相続というと、「税金がどれくらいかかるのか」「不動産の名義をどうするのか」といった“お金の話”を思い浮かべる方が多いでしょう。しかし実際に一番多いトラブルは、家族の間での感情のすれ違いです。「うちは仲がいいから大丈夫」と思っていたのに、いざ相続が起きたら関係がぎくしゃくしてしまった――そんなご相談を、私たちは多く見てきました。
相続でもめる原因の多くは、「知らなかった」「伝わっていなかった」という情報の断絶です。誰がどの財産をどのように受け取るのかを事前に整理しておくことで、トラブルの大半は防ぐことができます。そこで今回は、もめない相続のために今からできる3つの準備を紹介します。
① 財産を“見える化”する
② 意思を“書面化”する
次に重要なのが、ご本人の意思を明確に残すことです。
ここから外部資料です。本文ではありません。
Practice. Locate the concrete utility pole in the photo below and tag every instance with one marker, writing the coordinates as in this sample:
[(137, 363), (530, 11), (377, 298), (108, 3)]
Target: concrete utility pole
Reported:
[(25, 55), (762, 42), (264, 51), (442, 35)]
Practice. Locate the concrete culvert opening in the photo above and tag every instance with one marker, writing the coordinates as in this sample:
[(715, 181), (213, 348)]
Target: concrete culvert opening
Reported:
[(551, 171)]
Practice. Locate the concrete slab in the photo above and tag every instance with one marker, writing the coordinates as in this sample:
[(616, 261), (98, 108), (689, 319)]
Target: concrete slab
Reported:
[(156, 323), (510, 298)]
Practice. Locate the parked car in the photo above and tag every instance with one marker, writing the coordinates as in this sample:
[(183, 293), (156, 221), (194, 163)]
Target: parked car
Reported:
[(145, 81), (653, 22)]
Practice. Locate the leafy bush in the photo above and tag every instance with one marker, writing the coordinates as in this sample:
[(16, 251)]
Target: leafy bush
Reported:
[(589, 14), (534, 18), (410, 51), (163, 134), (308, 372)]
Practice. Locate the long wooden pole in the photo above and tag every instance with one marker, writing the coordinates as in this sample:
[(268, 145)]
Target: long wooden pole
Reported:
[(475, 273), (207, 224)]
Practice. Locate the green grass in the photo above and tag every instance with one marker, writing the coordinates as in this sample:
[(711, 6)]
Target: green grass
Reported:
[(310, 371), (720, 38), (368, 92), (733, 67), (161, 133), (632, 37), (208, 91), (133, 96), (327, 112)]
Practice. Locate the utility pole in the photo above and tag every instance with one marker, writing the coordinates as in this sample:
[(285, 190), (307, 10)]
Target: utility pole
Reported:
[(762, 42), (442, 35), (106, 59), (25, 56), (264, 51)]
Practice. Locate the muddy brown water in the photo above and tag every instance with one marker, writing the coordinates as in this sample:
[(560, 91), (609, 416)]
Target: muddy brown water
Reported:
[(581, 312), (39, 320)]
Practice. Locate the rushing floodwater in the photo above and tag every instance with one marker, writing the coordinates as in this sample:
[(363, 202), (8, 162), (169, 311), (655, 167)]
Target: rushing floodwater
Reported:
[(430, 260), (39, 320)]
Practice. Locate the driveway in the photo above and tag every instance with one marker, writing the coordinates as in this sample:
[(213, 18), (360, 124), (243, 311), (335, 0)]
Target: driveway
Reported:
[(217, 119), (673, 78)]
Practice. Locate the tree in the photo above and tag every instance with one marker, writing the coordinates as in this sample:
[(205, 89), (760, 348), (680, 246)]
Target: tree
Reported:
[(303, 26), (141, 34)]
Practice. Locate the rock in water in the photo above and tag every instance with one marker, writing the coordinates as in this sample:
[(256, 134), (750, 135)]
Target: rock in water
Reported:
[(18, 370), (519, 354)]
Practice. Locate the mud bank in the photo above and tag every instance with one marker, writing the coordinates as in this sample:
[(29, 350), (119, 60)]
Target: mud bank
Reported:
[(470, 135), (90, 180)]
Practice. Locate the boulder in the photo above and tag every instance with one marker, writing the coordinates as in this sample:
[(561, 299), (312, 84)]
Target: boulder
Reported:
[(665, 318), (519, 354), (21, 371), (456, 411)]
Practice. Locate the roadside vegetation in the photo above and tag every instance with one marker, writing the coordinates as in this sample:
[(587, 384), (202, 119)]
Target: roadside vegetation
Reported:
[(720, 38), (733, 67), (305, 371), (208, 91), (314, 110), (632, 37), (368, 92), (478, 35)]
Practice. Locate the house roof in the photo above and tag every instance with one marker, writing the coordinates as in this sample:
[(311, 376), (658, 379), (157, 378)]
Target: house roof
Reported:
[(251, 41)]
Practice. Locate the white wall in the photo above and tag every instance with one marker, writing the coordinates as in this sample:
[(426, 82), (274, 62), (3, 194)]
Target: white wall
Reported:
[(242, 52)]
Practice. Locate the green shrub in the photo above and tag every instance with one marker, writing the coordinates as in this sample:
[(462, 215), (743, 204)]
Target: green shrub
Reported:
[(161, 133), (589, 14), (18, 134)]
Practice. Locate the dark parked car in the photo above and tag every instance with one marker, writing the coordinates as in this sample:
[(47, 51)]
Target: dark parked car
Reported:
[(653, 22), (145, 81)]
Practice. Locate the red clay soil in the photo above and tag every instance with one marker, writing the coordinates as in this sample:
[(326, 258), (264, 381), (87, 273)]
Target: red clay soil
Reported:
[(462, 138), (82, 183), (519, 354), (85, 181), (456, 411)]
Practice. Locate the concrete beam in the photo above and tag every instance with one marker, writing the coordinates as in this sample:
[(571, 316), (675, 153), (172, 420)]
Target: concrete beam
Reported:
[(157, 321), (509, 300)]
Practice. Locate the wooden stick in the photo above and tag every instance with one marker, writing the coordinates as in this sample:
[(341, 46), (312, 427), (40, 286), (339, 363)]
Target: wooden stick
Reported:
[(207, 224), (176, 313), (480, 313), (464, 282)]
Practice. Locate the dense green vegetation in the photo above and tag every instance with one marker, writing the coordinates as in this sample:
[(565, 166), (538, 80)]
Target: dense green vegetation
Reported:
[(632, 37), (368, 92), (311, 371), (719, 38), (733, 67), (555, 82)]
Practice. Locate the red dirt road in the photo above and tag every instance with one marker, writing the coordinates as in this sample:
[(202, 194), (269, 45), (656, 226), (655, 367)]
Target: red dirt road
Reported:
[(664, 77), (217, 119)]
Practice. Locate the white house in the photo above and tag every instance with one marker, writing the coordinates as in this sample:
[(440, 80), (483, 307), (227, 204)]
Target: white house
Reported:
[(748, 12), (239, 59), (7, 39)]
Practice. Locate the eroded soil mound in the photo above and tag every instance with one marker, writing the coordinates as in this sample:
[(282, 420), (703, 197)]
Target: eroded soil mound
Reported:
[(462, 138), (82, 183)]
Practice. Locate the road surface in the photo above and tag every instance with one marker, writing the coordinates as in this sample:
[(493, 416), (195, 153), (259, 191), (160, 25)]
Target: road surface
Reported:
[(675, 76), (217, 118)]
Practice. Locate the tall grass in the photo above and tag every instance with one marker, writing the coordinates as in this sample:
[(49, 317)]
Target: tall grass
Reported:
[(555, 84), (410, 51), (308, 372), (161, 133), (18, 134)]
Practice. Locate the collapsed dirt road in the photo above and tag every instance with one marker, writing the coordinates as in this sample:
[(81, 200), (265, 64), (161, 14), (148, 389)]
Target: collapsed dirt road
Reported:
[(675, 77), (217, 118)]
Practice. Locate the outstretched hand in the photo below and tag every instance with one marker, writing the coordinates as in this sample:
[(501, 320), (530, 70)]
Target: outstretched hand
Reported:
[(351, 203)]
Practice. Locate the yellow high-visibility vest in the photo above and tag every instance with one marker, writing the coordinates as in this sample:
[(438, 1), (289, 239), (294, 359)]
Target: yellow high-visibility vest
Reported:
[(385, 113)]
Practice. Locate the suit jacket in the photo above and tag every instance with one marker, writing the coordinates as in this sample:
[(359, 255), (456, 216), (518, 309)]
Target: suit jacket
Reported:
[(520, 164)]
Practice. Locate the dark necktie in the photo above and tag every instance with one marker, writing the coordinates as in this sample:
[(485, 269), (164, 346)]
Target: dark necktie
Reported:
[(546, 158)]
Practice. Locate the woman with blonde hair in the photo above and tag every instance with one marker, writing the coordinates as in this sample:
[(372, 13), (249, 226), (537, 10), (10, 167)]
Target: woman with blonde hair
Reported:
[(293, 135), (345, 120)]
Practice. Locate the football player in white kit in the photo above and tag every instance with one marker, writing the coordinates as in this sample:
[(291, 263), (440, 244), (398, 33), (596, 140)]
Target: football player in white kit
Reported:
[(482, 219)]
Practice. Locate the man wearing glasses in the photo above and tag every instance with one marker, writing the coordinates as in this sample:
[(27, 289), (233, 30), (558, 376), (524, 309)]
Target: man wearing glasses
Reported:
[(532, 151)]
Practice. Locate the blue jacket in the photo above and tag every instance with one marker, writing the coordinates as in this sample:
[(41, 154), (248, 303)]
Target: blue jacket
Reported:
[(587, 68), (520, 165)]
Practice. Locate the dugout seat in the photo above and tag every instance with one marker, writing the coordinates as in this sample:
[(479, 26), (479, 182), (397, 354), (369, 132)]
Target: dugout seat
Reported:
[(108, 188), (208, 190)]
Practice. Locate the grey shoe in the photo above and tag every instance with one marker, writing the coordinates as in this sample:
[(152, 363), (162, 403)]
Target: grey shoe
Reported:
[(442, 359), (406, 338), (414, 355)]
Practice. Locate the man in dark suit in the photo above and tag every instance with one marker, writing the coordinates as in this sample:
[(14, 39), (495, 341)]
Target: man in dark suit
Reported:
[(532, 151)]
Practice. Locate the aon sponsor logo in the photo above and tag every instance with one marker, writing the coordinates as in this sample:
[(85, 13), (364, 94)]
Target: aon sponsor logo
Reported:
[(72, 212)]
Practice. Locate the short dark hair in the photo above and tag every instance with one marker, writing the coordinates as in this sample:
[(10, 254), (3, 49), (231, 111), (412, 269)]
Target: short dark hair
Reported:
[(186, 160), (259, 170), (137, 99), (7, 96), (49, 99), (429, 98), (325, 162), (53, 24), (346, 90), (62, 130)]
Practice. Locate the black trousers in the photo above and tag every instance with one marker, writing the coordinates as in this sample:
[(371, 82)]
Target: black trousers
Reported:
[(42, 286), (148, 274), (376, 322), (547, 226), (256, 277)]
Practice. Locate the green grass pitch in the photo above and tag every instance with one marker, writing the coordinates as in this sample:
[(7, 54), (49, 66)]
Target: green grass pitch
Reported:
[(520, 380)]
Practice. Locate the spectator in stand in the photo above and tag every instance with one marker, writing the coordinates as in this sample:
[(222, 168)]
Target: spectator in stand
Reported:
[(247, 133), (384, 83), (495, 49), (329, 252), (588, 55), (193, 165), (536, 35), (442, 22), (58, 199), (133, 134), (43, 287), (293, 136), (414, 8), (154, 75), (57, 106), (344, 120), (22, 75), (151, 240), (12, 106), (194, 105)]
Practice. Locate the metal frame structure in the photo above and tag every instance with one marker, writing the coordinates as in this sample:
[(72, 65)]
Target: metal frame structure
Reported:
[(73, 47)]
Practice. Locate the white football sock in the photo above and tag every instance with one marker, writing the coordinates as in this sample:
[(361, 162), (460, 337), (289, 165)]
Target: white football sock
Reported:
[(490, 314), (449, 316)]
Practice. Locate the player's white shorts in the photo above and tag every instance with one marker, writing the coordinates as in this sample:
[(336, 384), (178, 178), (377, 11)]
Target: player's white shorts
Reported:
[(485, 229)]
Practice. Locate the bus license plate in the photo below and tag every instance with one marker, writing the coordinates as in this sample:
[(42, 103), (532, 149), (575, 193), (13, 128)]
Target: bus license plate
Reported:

「誰に何を託したいのか」をきちんと書面にしておくことで、家族は迷わず手続きを進められます
代表的なのは「遺言書」です。公正証書遺言なら法的効力が強く、手続きもスムーズに進みます。また、将来の認知症リスクや介護・生活費の管理を見据えるなら、「家族信託」も選択肢の一つです。信託を使うことで、万が一判断力が低下したときでも、家族が財産を安全に管理できます。
③ 専門家を交えた“話し合い”をする
最後に欠かせないのが、第三者の専門家を交えた話し合いです。家族だけで話をすると、どうしても感情的になったり、遠慮して本音が言えなかったりするものです。
税理士・司法書士・行政書士などが関わることで、法的・税務的な整理が進み、冷静に判断できます。相続税の試算や財産評価を事前に行っておくことで、家族みんなが納得できる形を探しやすくなります。
おわりに:相続は「家族を守るプロジェクト」
相続は、単なるお金の分配ではありません。「誰のために」「何を残すか」を考える、家族の未来設計そのものです。そして、“もめない相続”を実現するには、見える化・書面化・話し合いの3つが鍵となります。